O PIOR AINDA ESTÁ POR VIR
Em 1998 entraram em estúdio para gravar talvez o registo que hoje em dia a banda inteira desaprova, intitulado "Tira-gosto EP". A idéia era registrar uma espécie de "antologia" dos primeiros anos do Butt Spencer. O atraso no lançamento, porém, desatualizou demais a idéia e o registro acabou não dando uma real e nítida impressão do que eles se propunham a fazer na época. Como se não bastasse, várias crises pessoais ocorreram. João Paulo estava sem trombone, pois o que ele usava era emprestado – na verdade pertencia a sua antiga escola.
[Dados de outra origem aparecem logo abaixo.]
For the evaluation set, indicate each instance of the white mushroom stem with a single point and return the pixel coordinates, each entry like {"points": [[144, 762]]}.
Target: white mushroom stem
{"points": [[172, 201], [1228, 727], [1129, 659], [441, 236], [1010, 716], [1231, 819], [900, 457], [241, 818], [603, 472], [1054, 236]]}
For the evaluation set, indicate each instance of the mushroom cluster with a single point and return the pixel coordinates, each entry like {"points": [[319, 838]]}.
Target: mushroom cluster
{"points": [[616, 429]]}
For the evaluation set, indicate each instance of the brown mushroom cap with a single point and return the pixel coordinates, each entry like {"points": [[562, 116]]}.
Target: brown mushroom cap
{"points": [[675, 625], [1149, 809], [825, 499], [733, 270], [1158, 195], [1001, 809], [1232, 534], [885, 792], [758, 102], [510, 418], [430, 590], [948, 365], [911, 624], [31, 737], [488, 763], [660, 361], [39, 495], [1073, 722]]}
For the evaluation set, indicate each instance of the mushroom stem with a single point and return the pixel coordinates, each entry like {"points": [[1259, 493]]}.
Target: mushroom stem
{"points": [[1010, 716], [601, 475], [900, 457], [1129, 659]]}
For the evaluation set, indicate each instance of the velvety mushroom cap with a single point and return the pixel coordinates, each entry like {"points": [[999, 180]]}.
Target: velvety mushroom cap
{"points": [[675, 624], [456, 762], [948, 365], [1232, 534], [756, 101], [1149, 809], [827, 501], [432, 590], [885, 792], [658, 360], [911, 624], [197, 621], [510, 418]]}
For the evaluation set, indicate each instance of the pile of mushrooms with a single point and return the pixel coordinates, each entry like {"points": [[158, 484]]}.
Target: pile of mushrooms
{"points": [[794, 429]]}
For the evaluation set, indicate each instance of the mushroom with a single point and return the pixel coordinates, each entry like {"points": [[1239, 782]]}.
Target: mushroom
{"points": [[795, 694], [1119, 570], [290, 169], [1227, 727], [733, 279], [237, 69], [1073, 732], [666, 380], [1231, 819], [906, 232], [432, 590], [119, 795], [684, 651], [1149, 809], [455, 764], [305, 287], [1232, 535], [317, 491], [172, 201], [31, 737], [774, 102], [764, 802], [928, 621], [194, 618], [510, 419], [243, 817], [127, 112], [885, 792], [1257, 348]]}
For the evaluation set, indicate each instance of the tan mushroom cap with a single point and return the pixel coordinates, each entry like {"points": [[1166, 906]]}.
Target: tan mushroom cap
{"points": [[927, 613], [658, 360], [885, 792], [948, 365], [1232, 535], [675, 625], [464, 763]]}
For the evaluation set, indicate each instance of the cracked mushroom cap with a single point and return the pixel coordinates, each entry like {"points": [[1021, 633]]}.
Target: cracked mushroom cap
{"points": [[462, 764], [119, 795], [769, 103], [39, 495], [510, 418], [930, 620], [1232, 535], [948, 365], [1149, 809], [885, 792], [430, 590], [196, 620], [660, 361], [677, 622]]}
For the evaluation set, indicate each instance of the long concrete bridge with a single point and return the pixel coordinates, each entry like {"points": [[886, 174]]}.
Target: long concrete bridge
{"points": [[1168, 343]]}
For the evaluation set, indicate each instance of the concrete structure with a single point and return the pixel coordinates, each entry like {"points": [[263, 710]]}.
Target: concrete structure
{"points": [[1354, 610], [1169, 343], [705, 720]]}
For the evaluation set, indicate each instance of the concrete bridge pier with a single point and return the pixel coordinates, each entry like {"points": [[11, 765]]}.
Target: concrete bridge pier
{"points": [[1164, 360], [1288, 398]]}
Somália estava de malas prontas para ficar um ano fazendo intercâmbio na Alemanha e, por fim, a gravação no estúdio trazia uma série de problemas que ninguém podia imaginar, resultando no fim das contas, em um registro mal gravado. A banda resolveu prensar mesmo assim, quase dois anos depois, pois este era o único registro que tinham disponível até então, apesar de que algumas músicas já haviam saído em várias coletâneas. Os shows na cidade rolavam com certo clima de antipatia por parte do público. Alguns por inveja, outros por radicalismo. Faziam questão de difamar e de certa forma boicotar os poucos shows que a banda fazia. Havia novas bandas adolescentes que chegaram até a fazer músicas falando mal do Butt Spencer, chamando de idiota quem gosta de punk rock e ska. Outras pessoas alegavam que o banda tocava "ska-punk" porque era o "ritmo da moda", tachando-os de modistas e embalistas. Curiosamente, nenhuma dessas bandas e pessoas que se propunham a falar mal deles, toca ou vai em shows hoje em dia. Eu, pessoalmente, não acredito que alguém que queira fazer algo "for fashion", dure mais de cinco anos, ao contrário dessas pessoas que não participam mais de alguma atividade ligado a música ou qualquer outro tipo de arte em geral. Às vezes só o tempo vem nos dizer quem é verdadeiro, além da arte autêntica não se depreciar com o passar dos anos. Sem o sax de Somália, Richard é chamado para entrar na banda, para tocar sax alto. Logo se percebeu que Richard tinha uma musicalidade mais aguçada, e não demorou para ele tirar todas as músicas do Butt Spencer, além de criar novos arranjos. Talvez o que tenha os salvado desta crise foi um show que realizaram pelo interior de São Paulo, com a banda Enzime de Blumenau, onde tiveram boa receptividade, dando novo entusiasmo aos seus integrantes.

FANTASMAS
Chega 1999. Definitivamente, os integrantes eram outras pessoas, pensavam diferente e já não gostavam mais de termos como ska, punk ou qualquer coisa do gênero, pois estes limitavam o que a banda se propunha a fazer. As letras haviam melhorado de forma mais do que considerável e as músicas transgrediam os conceitos de ska ou ska-punk convencional. Surgiam compassos quebrados e arranjos mais "tortos", enriquecendo ainda mais suas canções. No segundo semestre deste mesmo ano, Somália voltava da Alemanha e logo no show de estréia do enfim septeto, a receptividade foi muito boa, num memorável show em Florianópolis. Longe de ser a banda adolescente e imatura que eram no começo, viviam numa fase muito boa e criativa. Em 2000 se torna inevitável não conceber um novo disco. Fizeram poucos shows, mas todos bons e bastante comentados. Os principais foram em Porto Alegre, Criciúma, São Paulo, Curitiba, Rio de Janeiro e Niterói. Algo curioso presenciei neste show de Niterói, onde tocaram como última banda após o Holly Tree de São Paulo. A maioria das pessoas achavam que os paulistas eram a última banda – pelo menos 50% do público havia se retirado. Quem presenciou, testemunhou talvez uma das melhores apresentações da banda. O som estava bom (algo dificílimo de conseguir com naipes de metais), apesar de ser uma aparelhagem simples, e mesmo sendo a última banda, não faltaram pique e energia. Curiosamente foi o único show em que o público realmente agitou e pogou pra valer. No fim, falei com um cara que com um sorriso estampado no rosto, me confessou ter sido o melhor show de banda underground que ele tinha visto na vida. Foi a apresentação certa, na hora certa, com o cartaz errado – não havia o nome deles no cartaz.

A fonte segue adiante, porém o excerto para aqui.